So it is nice to see that being repeated in the past couple of years with Cloud and NoSQL. If you read this blog enough you'll have heard from myself and others on the fact that although some believe that you need to ditch transactions in order to achieve scalability, others aren't quite convinced that it is always necessary to do so - and I count us amongst the latter group. Complete reliance on transactions is sometimes too much. However, completely ignoring them and pushing consistency and recovery up to the application is sometimes too much as well. This is something that appears to be dawning on a number of transaction-less implementations and hopefully it's a trend that will continue.
Anyone who knows me or has followed things I've written or presented over the years will also know that I think transactions are a great structuring technique for concurrent programming. Of course in distributed systems we tend to take this for granted: you've inherently got multiple clients/users manipulating your data, typically at the same time, so transactions with their ACID properties allow developers to concentrate on the functional aspects of the application or service, whilst letting the transaction system do the hard work on ensuring isolation and consistency in the presence of these concurrent users (and possibly failures).
But distribution isn't the only place where you get concurrency, and particularly these days with multi-core processors.

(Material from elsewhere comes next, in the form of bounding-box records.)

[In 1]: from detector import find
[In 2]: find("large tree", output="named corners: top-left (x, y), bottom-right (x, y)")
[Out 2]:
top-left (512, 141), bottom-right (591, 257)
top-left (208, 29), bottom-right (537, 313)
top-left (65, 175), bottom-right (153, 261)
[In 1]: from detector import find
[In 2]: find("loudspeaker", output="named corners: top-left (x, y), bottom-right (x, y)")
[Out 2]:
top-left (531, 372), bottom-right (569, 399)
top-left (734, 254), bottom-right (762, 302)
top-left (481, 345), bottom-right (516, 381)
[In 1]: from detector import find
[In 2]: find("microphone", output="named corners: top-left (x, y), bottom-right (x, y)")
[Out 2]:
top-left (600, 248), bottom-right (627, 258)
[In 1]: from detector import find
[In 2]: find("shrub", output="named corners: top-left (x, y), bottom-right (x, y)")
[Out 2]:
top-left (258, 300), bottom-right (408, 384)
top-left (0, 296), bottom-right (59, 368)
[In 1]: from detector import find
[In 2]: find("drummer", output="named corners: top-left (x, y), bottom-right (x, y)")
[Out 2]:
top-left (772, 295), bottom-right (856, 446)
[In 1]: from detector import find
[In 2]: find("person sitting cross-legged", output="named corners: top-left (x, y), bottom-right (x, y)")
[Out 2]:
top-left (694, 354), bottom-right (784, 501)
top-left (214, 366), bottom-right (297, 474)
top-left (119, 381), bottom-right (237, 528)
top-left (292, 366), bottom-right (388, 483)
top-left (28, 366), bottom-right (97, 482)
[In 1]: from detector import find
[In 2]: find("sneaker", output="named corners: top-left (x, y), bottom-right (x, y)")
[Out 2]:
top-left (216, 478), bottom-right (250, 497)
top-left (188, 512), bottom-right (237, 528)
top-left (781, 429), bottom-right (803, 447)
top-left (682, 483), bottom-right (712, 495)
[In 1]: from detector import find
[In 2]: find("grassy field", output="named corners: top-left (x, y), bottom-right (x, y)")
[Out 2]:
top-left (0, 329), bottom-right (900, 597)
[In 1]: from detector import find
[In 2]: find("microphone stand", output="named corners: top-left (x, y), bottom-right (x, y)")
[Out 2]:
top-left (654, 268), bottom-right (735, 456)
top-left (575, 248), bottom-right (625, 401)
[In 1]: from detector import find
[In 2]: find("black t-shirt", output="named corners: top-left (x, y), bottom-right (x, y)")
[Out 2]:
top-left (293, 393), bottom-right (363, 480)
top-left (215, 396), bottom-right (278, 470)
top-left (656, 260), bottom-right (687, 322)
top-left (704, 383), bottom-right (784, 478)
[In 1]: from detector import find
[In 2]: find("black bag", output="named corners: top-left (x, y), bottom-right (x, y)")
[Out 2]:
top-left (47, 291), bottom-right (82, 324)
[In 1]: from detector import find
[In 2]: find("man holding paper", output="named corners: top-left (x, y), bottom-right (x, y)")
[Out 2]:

Back in the last century (ouch!) some of us in academia and industry, had access to multi-processor machines which weren't as common as you might expect (they were expensive!) But when you had them it quickly became apparent that transactions could help with developing applications that had no distribution in them but were (massively) parallel. From this early work techniques such as software transactional memory were born. Back then it was more of an edge case and people found it hard to understand why you'd need transactions without distribution or even a database involved. Well obviously the advances in hardware have silenced most of those critics and we're seeing more and more vendors, open source projects, languages etc. looking at transactions are a fundamental component and not just an add-on for some scenarios.
So what does all of this mean? Well first of all I think it's great to see transactions continuing to have an impact in these new waves. Fundamental requirements like fault tolerance, concurrency control, security etc. are fundamental for a reason. Secondly I think it's fair to say that as with previous waves, we'll see transaction theory and implementations adapt and change to better address some of the new concerns and requirements that are bound to arise. I'm excited by all of this, as I am whenever there's something new to apply transactions. I'm also excited by the fact that JBossTS (implementation and team) is well placed to help drive some of this as we've done for ... well ... let's just say for quite a long time and leave it at that!